A top level view is provided by the European Commission's GI & GIS Portal (www.ec-gis-org) providing access to all GI related activities, projects and documents. From an operational perspective, the EC Joint Research Centre with its Spatial Data Infrastructures Unit is one of the key facilitators regarding the evolution of SDI services (ec.europa.eu/dgs/jrc/ > sdi.jrc.it) The European Umbrella Organization for Geographic Information (www.EUROGI.org) is an independent NGO drawing its membership from national GI organizations and industry. It is acting as a voice for the European GI community in order to "… ensure good governance, economic and social development, environmental protection and sustainability, and informed public participation, the mission is to maximise the availability and effective use of GI (geographic information) throughout Europe." With an academic focus, the Association of Geographic Information Laboratories for Europe (AGILE – plone.itc.nl/agile/) is aiming to "promote academic teaching and research on Geographic Information Science by representing the interests of those involved in GI-teaching and research at the national and the European level". AGILE membership is based on academic research units, and one of its widely recognized activities is an annual research conference (see www.agile2008.es). Of course numerous other organisations serve particular communities, one example being the Geographical Information Systems International Group (GISIG – www.gisig.it) which is quite successfully implementing European-level projects in areas like environment, water resources and conservation. Increasingly, the general community participation of GIS experts and researchers is shifting towards a pan-European level. This is an indicator of progress in integration, and for the important contribution of various institutions towards borderless European GIS.

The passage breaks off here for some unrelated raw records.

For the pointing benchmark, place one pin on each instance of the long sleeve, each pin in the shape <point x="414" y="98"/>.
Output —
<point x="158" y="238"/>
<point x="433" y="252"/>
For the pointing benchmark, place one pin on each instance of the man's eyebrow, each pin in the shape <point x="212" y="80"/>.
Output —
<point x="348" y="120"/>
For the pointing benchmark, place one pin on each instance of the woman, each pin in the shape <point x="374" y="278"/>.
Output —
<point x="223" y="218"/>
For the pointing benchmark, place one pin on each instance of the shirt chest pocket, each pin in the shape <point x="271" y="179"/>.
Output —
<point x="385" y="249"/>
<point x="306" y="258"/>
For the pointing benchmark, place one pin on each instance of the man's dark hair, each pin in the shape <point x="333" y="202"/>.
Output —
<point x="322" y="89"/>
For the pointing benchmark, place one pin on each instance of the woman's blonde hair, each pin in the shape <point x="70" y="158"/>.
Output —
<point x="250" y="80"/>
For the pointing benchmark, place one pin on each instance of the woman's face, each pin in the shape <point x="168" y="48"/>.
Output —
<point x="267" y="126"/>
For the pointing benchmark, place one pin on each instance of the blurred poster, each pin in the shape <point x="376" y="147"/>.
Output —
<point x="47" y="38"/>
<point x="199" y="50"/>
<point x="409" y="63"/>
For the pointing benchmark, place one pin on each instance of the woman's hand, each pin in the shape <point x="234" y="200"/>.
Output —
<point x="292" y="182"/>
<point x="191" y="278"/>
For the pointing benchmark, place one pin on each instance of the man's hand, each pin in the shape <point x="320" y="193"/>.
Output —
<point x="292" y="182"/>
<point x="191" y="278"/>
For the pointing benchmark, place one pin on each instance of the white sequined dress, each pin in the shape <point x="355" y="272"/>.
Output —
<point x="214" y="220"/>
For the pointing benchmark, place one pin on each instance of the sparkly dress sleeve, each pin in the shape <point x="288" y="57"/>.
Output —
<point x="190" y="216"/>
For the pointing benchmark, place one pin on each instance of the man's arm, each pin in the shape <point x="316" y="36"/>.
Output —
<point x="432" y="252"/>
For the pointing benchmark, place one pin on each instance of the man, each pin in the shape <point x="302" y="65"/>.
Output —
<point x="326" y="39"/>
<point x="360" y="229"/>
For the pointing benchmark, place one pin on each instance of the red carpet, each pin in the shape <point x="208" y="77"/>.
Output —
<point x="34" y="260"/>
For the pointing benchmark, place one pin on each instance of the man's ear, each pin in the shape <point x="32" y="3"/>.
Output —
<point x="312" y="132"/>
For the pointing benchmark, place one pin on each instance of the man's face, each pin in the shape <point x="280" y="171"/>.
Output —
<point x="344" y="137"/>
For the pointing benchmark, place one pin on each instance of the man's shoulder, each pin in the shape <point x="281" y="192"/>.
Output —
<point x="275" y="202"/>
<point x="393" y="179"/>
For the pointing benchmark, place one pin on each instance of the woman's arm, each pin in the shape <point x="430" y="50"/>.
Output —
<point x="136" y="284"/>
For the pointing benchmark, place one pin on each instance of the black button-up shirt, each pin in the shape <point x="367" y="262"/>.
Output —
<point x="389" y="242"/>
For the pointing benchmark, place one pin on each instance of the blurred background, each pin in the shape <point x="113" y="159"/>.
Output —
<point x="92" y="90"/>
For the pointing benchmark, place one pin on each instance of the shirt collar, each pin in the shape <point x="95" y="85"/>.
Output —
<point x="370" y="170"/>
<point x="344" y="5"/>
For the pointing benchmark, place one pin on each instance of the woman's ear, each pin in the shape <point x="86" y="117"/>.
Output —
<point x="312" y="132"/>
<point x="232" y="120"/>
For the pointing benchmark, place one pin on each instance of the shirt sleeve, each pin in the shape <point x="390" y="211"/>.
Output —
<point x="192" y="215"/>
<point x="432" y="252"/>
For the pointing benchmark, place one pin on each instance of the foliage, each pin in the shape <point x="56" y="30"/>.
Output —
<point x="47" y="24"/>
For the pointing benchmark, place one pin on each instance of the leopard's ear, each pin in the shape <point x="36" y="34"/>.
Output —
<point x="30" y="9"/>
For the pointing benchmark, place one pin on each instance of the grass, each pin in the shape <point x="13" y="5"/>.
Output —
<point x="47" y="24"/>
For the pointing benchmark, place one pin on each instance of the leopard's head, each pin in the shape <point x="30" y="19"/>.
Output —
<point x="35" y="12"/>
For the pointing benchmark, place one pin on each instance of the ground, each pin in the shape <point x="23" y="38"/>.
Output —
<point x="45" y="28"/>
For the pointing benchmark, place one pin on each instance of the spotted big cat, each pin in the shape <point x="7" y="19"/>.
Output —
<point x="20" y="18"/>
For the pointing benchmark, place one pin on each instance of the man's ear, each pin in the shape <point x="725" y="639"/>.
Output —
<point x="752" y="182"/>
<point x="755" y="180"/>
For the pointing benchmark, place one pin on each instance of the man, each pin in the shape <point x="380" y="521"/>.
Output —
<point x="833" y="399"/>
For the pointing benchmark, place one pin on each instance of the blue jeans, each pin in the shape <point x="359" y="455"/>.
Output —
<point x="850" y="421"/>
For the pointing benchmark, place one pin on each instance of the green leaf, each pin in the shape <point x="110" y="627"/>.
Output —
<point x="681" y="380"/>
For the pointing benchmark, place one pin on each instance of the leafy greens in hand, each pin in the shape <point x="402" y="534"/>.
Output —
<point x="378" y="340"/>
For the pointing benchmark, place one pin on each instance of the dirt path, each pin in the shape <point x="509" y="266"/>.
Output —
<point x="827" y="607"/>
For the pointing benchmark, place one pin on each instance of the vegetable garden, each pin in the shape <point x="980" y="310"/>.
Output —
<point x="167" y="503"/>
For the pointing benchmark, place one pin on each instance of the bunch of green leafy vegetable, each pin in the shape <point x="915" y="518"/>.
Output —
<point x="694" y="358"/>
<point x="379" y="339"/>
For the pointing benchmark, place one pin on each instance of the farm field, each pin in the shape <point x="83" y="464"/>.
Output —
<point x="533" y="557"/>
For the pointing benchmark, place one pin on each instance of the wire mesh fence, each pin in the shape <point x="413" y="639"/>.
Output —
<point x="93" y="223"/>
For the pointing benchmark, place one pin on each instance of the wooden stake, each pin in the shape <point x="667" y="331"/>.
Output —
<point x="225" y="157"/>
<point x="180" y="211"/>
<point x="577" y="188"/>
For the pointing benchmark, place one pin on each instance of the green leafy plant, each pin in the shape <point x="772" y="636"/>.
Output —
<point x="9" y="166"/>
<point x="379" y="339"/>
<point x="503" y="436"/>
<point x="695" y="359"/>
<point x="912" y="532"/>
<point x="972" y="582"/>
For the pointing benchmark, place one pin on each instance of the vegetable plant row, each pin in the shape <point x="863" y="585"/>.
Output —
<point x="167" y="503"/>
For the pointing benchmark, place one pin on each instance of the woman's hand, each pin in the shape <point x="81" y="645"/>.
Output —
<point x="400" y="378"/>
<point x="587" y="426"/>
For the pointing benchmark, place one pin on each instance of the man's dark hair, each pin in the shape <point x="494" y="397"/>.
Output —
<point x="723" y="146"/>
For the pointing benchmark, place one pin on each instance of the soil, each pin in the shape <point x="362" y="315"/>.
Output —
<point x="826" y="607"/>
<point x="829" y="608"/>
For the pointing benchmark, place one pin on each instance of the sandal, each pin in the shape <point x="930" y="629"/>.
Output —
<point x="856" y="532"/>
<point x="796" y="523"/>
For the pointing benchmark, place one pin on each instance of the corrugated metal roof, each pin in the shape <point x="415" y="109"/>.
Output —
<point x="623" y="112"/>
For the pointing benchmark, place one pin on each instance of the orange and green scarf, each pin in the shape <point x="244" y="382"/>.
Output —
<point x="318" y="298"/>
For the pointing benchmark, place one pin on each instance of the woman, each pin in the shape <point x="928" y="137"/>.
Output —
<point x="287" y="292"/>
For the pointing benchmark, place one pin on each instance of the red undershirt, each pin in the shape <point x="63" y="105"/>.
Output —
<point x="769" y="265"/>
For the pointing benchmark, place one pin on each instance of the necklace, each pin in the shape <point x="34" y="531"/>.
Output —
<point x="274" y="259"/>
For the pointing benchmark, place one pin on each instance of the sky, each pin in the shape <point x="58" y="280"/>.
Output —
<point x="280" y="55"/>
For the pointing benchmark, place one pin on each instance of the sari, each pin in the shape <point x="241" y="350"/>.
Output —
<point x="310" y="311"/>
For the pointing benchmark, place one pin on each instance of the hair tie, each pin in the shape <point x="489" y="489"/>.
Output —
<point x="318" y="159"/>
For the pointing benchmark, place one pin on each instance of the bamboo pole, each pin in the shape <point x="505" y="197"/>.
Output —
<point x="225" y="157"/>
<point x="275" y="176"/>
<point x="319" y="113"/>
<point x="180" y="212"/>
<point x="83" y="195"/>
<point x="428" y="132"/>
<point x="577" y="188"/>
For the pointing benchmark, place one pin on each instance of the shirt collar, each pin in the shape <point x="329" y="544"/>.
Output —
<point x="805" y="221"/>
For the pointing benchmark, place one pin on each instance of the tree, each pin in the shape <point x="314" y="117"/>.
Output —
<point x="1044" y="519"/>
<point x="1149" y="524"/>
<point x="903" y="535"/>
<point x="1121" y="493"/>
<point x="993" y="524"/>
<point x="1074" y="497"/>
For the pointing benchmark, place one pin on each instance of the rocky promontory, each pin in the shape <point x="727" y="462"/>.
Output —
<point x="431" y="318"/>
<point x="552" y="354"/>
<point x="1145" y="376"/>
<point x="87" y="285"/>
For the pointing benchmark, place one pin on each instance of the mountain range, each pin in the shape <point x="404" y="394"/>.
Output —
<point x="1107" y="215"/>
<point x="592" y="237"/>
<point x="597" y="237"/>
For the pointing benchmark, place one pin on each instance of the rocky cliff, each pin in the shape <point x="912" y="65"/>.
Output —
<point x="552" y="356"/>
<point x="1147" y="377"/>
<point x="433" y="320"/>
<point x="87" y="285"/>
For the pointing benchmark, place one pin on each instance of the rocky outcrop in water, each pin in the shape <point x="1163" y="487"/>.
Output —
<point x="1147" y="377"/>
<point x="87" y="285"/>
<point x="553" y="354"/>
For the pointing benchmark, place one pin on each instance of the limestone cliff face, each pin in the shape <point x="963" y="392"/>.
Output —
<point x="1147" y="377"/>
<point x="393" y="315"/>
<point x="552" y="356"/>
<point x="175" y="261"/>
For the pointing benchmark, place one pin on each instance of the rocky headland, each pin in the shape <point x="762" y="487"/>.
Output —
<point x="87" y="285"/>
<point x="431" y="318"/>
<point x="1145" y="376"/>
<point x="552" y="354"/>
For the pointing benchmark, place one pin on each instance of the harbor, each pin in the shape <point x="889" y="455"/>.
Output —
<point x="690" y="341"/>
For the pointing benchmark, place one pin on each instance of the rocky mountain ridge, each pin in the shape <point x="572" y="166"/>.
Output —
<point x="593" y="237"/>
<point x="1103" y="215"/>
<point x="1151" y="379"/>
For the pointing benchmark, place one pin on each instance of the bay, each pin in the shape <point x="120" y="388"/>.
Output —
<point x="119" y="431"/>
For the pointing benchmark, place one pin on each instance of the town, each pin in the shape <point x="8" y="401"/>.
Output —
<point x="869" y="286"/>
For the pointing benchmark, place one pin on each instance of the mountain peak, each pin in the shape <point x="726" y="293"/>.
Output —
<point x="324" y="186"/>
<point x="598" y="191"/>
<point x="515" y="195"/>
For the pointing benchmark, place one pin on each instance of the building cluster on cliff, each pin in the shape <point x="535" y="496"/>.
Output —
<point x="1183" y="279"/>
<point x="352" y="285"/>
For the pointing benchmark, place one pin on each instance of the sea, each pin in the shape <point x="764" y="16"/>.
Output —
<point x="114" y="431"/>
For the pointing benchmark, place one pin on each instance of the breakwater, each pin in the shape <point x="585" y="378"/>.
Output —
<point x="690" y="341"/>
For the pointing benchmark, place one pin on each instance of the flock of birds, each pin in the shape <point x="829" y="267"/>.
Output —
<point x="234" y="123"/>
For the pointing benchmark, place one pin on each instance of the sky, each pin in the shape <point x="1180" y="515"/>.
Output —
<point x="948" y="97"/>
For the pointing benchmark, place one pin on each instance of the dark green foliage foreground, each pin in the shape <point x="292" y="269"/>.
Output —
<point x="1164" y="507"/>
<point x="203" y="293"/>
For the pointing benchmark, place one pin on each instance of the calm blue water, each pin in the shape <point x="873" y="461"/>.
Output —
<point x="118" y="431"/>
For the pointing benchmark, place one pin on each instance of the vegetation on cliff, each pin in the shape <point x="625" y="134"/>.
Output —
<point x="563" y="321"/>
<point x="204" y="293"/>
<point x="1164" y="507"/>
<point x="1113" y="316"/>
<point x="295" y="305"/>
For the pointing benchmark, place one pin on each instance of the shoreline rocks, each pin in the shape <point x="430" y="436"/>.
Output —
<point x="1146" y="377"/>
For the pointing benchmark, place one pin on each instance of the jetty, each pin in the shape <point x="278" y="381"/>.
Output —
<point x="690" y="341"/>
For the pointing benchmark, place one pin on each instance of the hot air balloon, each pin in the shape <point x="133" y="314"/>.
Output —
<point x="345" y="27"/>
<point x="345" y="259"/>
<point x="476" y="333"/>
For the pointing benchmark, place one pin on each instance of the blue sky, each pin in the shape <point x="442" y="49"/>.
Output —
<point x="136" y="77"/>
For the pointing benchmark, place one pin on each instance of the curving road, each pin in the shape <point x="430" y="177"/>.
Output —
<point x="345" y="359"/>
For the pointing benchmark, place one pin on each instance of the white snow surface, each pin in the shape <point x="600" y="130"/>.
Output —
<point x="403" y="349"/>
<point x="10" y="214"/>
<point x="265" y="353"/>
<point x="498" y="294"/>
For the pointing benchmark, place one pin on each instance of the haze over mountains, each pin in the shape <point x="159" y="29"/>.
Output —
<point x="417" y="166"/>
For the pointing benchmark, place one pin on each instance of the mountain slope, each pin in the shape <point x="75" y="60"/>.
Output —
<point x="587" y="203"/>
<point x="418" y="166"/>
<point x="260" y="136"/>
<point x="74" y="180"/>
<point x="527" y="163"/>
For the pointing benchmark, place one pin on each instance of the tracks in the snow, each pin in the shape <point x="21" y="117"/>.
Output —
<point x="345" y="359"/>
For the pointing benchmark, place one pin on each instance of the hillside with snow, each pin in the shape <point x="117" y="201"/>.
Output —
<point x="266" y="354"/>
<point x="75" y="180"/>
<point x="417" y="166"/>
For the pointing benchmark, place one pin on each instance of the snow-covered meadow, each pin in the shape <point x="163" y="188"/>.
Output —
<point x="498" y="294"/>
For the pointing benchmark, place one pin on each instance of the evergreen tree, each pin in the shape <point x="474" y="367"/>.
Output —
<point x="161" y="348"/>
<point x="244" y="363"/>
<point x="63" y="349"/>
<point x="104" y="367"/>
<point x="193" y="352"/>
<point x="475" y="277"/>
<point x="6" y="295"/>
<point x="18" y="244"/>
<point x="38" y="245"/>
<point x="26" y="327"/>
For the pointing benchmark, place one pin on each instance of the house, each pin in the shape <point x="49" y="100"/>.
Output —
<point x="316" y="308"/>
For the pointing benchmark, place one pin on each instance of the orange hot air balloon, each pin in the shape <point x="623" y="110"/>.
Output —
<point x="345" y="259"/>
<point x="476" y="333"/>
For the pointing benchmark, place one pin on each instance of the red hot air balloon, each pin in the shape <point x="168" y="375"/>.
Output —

Obviously, the European approach towards creating a common, transnational framework for Geographic Information has led to a particular situation offering chances to learn for SDI projects anywhere. The long-term project of European integration gives special meaning to the idea of an SDI as a common foundation to achieve a unified space for administration, economy and individual movement. It is therefore expected that European mega-initiatives like INSPIRE, GMES and the Galileo project will remain the defining elements for GIS in Europe. The opportunity to make progress based on the need for an open and interoperable services infrastructure is balanced by the challenges of making this happen in an extremely diverse, segmented, multilingual and historically multifaceted environment. Lessons learned, though, likely will contribute to progress worldwide. Whenever there is a dominant player in any SDI initiative, results likely will be achieved through hierarchical top-down processes. In contrast, Europe's diversity and the need for consensus- based negotiated decisions are not an easy route to success, but are more likely to fully leverage the benefits of true 'infrastructure thinking' in the information society. The broad movement towards European integration has not always been welcomed by its citizens.